Child: To turn on the lights! To watch TV! To use our computers!
Me: Yes, yes, and yes! Those are all examples of things that require electricity. Is there a time when you’ve ever been frustrated by electricity?
Child: Hm… When you unplug the TV. Ohh, when we had a blackout last week, that was kinda fun actually, but you seemed annoyed that you couldn’t cook and Daddy had to park outside.
Me: Yes! And do you remember the time your light went out when you walked in you room and you got scared?
Child: Oh yeah, it went “Buzz buzzz and flicked off! That was so scary!”
Me: Yes. We use electricity for a lot of stuff. Hm, can you think of a time when you ever felt electricity?
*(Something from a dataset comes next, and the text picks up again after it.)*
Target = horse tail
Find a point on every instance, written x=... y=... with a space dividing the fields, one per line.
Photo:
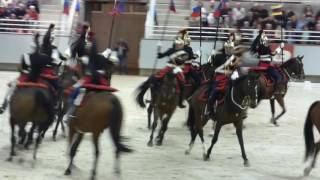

Child: FEEL electricity? Well, I know my little brother always wants to feel it which is why we plug the electricity sockets, right?
Me: Ah, yes, because electricity can be verrrry, verry–
Me: Exactly! Sometimes, especially in things like wall outlets, they can be very dangerous! But sometimes, feeling electricity can be harmless, like when you get a shock as you slide down a slide.
Child: Ouch! I hate that! That’s electricity?!
Me: Yup, that is one form of electricity. So you know a whole lot about it already! Let’s start reading and see what else we can learn!
And that’s it, folks. You just have a fun conversation with your child and bring up memories and instances and experiences they have already had with the subject matter, or anything related to it. As the parent, you will have a huge amount of knowledge about the experiences your child has had, and can best tap into their memory banks and help draw out information you know they probably have hidden in there. As a teacher, I draw it out a little differently, depending on my knowledge of my students, my experiences of what I know children know, or my own experiences in childhood that I assume they have in common with me.
The process of activating background knowledge is honestly a really fun and exciting time with children. I love seeing how eager they are to share their knowledge, and how proud they are when they realize they already have such a wealth of information. I love learning about their lives and stories, and they love sharing about it. Everyone loves to be known! This is also an easy way to get kids really enthusiastic about learning about a new topic. The enthusiasm is contagious, and as they become more excited, so do you. It’s a fun and easy conversation to have, so be sure to do it with your child before starting a new book, and then use the apprenticeship model of learning to teach them to activate their own background knowledge before they start learning new subject matter, too!
Ultimately, activating background knowledge will help your child make sense of new information and also help new information to stick. And the only point of reading something is if you’re going to understand and remember things from it, so teach this reading strategy to help your child become a better reader!